The problem is that Selznick doesn’t write nearly as well as he draws. His prose stays oddly earthbound for a story about the power of art to take us metaphorically to the moon. Hugo and his friend Isabelle resemble generic American children, not unique French ones. Selznick did months of research on subjects like the clocks that Hugo tends the train station, where Isabelle helps out at a toy booth. But you wonder if he did any all on French children. His characters never kiss on both cheeks, as even 12-year-olds do in France. Hugo’s companions instead greet each other with Americanisms like: “I haven’t seen you in a while. How are things at the toy booth?” And they are hard to distinguish from many others in middle-grade readers.
Worse, the novel is a psychological muddle. Selnick brings up big ideas without giving them literary or emotional resolution they demand. Hugo blames himself when his father dies in a fire that erupts while he’s trying to fix the automaton that may contain a secret message: “This was all his fault! He had wanted his father to fix the machine and now, because of him, his father was dead.” Selznick, incredibly, never returns to his hero’s misplaced guilt or absolves him of it. At the end of the book, for all we know, Hugo still thinks he’s responsible and children may believe he is. Hugo also offers glib rationalizations for his habitual thievery. And while he suffers for his stealing, he appears to feel no genuine remorse for it and eventually is rewarded for his law-breaking. In The Invention of Hugo Cabret, crime pays well.
Some children may be so enthralled by the beautiful production values of this novel that they don’t see its flaws. But Elizabeth Ward was right when she wrote in the Washington Post that The Invention of Hugo Cabret is more about “the razzle-dazzle of novelty” than artistic merit: “The first movies transfixed people too, but that doesn’t mean their plots weren’t mostly pretty hokey and their characters stiffer than a girder.”
Best line: Selznick is related to the late producer David Selznick and has a contagious love of movies. He suggests the joy even in watching films at home in lines like: “Hugo closed the curtains. They aimed the projector toward one of the walls and turned it on.
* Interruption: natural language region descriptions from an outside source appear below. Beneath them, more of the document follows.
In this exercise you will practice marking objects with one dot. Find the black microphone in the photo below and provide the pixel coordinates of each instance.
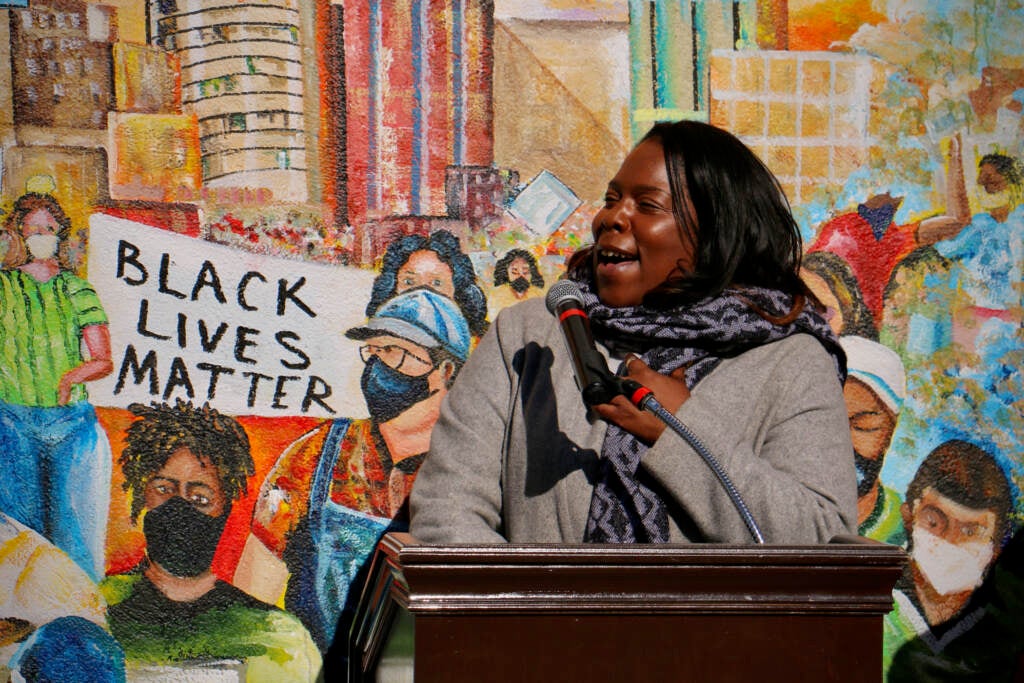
(596, 383)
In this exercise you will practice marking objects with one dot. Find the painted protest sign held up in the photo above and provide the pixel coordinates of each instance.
(250, 334)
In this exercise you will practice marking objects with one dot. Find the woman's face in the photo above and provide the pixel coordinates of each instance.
(423, 268)
(637, 242)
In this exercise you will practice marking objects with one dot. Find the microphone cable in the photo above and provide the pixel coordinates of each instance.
(644, 399)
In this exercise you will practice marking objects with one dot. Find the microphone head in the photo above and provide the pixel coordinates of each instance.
(561, 292)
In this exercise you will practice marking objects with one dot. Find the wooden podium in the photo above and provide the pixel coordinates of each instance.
(585, 612)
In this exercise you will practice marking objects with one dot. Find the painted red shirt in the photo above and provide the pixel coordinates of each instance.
(871, 260)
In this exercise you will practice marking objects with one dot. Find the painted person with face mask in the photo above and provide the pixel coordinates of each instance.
(184, 467)
(989, 253)
(873, 392)
(55, 470)
(334, 493)
(956, 516)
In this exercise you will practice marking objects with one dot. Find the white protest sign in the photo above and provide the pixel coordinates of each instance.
(250, 334)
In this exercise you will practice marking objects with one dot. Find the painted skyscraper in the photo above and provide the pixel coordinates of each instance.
(243, 76)
(422, 90)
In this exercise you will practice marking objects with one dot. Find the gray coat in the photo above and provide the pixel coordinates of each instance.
(514, 452)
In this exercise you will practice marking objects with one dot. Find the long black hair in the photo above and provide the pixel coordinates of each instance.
(742, 230)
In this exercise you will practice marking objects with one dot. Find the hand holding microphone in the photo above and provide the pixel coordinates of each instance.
(638, 412)
(671, 391)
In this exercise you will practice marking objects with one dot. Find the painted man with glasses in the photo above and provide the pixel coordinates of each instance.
(333, 493)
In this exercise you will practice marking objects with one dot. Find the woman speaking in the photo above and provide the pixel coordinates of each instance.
(691, 289)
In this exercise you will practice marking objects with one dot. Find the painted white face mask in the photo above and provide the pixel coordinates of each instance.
(994, 201)
(950, 567)
(42, 247)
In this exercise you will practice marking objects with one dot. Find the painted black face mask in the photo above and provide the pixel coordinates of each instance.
(867, 472)
(880, 219)
(389, 392)
(180, 539)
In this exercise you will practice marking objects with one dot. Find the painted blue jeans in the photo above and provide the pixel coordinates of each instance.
(55, 477)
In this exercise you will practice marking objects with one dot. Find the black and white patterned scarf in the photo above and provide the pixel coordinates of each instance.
(696, 337)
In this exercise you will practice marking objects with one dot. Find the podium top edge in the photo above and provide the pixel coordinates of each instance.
(843, 550)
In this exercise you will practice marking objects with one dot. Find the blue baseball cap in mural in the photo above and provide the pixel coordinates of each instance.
(422, 316)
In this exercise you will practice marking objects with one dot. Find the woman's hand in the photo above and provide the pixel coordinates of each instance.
(670, 390)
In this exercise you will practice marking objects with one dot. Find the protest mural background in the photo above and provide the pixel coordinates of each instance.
(195, 146)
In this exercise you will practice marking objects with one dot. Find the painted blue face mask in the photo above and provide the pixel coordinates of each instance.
(180, 539)
(389, 392)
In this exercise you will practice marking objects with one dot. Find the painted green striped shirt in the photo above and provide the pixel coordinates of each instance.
(41, 327)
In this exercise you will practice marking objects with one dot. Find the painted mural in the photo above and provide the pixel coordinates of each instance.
(248, 246)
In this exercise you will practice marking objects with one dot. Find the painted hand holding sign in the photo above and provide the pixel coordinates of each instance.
(250, 334)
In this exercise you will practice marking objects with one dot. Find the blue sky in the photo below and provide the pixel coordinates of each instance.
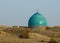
(18, 12)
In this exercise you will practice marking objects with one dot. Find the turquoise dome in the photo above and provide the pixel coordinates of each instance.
(37, 20)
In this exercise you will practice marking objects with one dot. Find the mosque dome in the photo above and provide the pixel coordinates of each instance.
(37, 20)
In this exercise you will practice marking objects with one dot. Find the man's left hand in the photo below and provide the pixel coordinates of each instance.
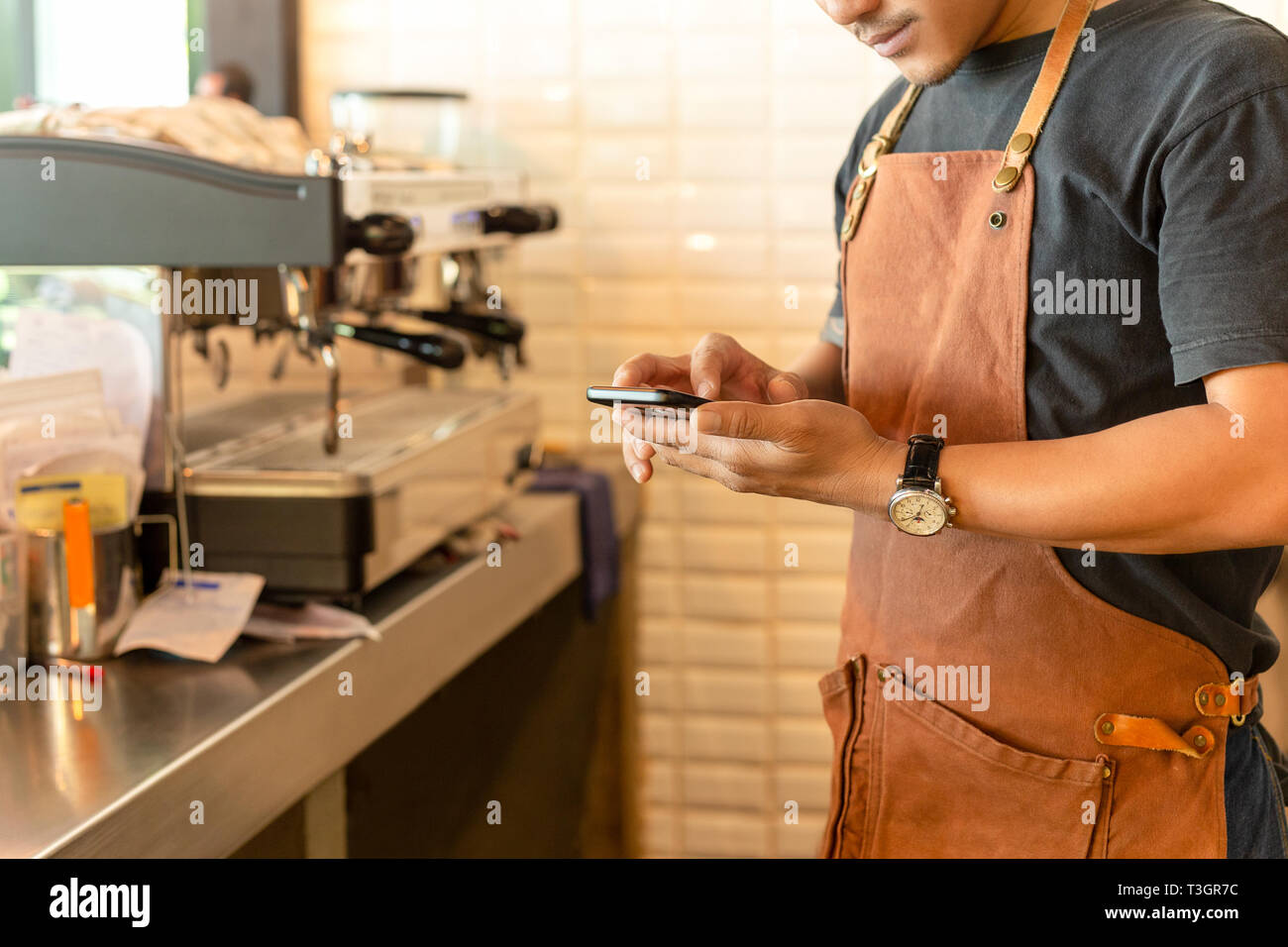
(805, 450)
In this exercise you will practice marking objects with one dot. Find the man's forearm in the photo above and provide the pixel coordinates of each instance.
(1180, 480)
(819, 367)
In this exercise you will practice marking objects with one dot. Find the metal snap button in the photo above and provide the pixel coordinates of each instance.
(1021, 142)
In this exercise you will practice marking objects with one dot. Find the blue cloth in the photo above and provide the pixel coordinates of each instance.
(1254, 823)
(600, 557)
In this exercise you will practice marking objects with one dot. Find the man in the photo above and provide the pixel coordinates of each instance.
(230, 81)
(1063, 299)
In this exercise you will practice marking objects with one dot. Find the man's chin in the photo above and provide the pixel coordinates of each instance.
(925, 71)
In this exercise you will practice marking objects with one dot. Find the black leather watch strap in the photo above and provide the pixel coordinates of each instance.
(922, 467)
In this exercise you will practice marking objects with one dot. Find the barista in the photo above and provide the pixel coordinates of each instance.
(1061, 300)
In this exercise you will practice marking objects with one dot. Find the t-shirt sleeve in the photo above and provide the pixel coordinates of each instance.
(1223, 247)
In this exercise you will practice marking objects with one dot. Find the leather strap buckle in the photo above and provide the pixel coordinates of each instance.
(1234, 699)
(1151, 733)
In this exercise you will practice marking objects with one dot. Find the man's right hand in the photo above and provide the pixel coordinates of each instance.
(717, 368)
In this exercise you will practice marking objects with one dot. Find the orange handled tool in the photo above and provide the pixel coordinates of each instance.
(78, 545)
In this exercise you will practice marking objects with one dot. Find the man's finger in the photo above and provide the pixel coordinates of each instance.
(648, 368)
(739, 419)
(706, 365)
(786, 385)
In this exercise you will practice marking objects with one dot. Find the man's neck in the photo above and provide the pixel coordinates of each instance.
(1021, 18)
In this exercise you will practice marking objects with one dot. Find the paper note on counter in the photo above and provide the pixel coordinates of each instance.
(313, 620)
(200, 622)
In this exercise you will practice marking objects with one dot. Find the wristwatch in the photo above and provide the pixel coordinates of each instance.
(918, 505)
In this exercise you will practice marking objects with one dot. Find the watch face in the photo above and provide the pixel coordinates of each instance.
(918, 513)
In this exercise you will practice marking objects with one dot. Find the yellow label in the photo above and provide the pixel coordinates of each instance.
(39, 500)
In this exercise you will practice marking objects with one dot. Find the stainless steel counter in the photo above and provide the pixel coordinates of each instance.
(256, 732)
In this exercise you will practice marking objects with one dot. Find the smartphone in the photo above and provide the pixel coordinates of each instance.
(643, 397)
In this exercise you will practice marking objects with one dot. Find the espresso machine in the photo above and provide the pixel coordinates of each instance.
(326, 492)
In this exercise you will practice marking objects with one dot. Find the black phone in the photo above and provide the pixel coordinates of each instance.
(643, 397)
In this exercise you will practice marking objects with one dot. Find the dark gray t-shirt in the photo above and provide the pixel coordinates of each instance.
(1164, 161)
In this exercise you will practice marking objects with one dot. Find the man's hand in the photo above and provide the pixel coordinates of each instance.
(806, 450)
(717, 368)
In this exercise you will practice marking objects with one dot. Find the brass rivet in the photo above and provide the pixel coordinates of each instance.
(1021, 142)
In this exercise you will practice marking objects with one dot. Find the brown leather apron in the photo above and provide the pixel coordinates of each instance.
(1103, 733)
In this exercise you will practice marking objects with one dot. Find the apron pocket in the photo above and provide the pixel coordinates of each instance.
(944, 789)
(842, 709)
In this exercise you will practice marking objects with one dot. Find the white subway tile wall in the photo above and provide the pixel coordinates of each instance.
(691, 146)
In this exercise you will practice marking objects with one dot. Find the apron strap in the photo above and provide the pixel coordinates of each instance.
(879, 145)
(1054, 69)
(1151, 733)
(1228, 699)
(1018, 150)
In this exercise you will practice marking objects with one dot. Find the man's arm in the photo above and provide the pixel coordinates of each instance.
(1190, 479)
(1184, 480)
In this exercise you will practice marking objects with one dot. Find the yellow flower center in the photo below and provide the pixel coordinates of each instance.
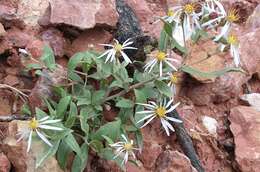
(232, 16)
(160, 112)
(33, 124)
(128, 146)
(118, 47)
(161, 56)
(232, 40)
(170, 13)
(174, 78)
(189, 8)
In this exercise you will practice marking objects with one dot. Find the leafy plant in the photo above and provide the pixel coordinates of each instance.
(100, 83)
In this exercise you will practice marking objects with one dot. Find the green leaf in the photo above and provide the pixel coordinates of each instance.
(163, 88)
(62, 106)
(139, 138)
(182, 49)
(97, 97)
(84, 116)
(52, 151)
(33, 66)
(96, 145)
(25, 109)
(214, 74)
(80, 163)
(74, 61)
(73, 144)
(72, 115)
(110, 129)
(63, 154)
(140, 96)
(48, 58)
(167, 28)
(125, 103)
(163, 41)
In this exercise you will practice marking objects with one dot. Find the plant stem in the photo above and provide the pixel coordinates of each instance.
(9, 118)
(140, 84)
(186, 143)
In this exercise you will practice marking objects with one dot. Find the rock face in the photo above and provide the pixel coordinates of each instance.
(84, 14)
(245, 126)
(20, 159)
(90, 39)
(173, 161)
(5, 165)
(30, 11)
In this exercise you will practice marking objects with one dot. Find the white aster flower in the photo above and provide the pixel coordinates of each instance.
(172, 15)
(233, 42)
(230, 17)
(124, 149)
(215, 11)
(173, 79)
(234, 48)
(190, 21)
(35, 125)
(117, 50)
(160, 111)
(160, 58)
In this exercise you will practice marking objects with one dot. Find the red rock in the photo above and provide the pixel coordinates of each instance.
(2, 30)
(44, 85)
(14, 60)
(11, 80)
(90, 39)
(151, 150)
(148, 12)
(245, 126)
(17, 38)
(8, 16)
(173, 161)
(55, 39)
(250, 52)
(31, 10)
(5, 106)
(35, 48)
(5, 165)
(83, 14)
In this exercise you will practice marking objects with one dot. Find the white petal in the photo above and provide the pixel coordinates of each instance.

It clattered to life, and then the film began moving through it as though light had burst onto a wall.”
Worst line: “ … and now, because of him, his father was dead.” And a lot of children may still believe it at the end of the novel.
Published: January 2007
Reading group guide: A reading group guide to The Invention of Hugo Cabret appears in the April 21 post directly below this one and is archived with the April 2007 posts and under “Totally Unathorized Reading Group Guides.”
Furthermore: Selznick illustrated the Caldecott Honor book The Dinosaurs of Waterhouse Hawkins.